Excerpt from "Old Salem - The Official Guidebook" by Penelope Niven and Cornelia Wright (click on the link to purchase your copy). Visit the official website of Old Salem Museums and Gardens
"The history of the Moravians comes to life at Old Salem. A unique religious group, the Moravians made the town of Salem an oasis of beauty and order in the Carolina back-country. Today in the workshops, homes, and gardens of Old Salem, men and women carry on the daily tasks of living just as they were done in the late eighteenth and early nineteenth centuries - crafting beautiful objects, running households and businesses, and  engaging in artistic and musical pursuits. This guide will help you make the most of your visit to Old Salem, one of the most authentic living-history museums in the United States."
Choosing The Land

August Gottlieb Spangenberg
After a grueling climb on foot and horseback "over terrible mountains, and often through very dangerous ways, " Bishop August Gottlieb Spangenberg and his traveling companions set up a rough camp in Carolina wilderness on November 29, 1752. "We are here in a region that has perhaps been seldom visited since the creation of the world," Spangenberg wrote in his diary. "We are some 70 to 80 miles from the last settlement in North Carolina... But, thank God, we are all well, cheerful, and content, and thankful to our Heavenly Father...."

Spangenberg and his companions were Moravians, members of Unitas Fratrum, or the Unity of Brethren, as their church had long been known in Europe. The church was nearly three centuries old when John, Lord Carteret, Earl Granville offered the Moravians the opportunity to buy a hundred thousand acres of his land holdings in the Carolina Colony. Lord Granville was impressed with the success of the Moravian settlement in Bethlehem, Pennsylvania, as were many others.

In London, Parliament passed an act in 1749 to encourage the Moravians to "settle in His Majesty's Colonies in America," promising that the Moravian settlers would "be indulged with a full Liberty of Conscience, and the Exercise of the Religion they profess...."

August Spangenberg, then the Moravian Vicar General of America, was put in charge of choosing the land for the  Carolina settlement. He was 48 years old when he made the treacherous, exhausting trip from Pennsylvania to Edenton, North Carolina, and then to the far reaches of the Carolina frontier. Born in Germany, Spangenberg had already served as a university professor in Europe and a pioneer tin America. He led the first Moravian colonists to Georgia in 1735, and was a force in establishing the Morvians in Pennsylvania.

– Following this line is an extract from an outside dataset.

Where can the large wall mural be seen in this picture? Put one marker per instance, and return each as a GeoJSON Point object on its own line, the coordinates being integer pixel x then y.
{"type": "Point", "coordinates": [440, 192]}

Spangenberg was as much at home on horseback in Indian country in the American colonies as he was serving on the central boards of the Moravian church in Europe. He was a man who could lead a worship service; track buffalo; tramp unexplored woodland with a surveyor; plan a vast settlement; negotiate complex financial arrangements; write a lengthy diary and several books; and mediate religious and secular disputes. His versatility, vigor and vision made Spangenberg not only the ideal Moravian but the ideal citizen in eighteenth century America.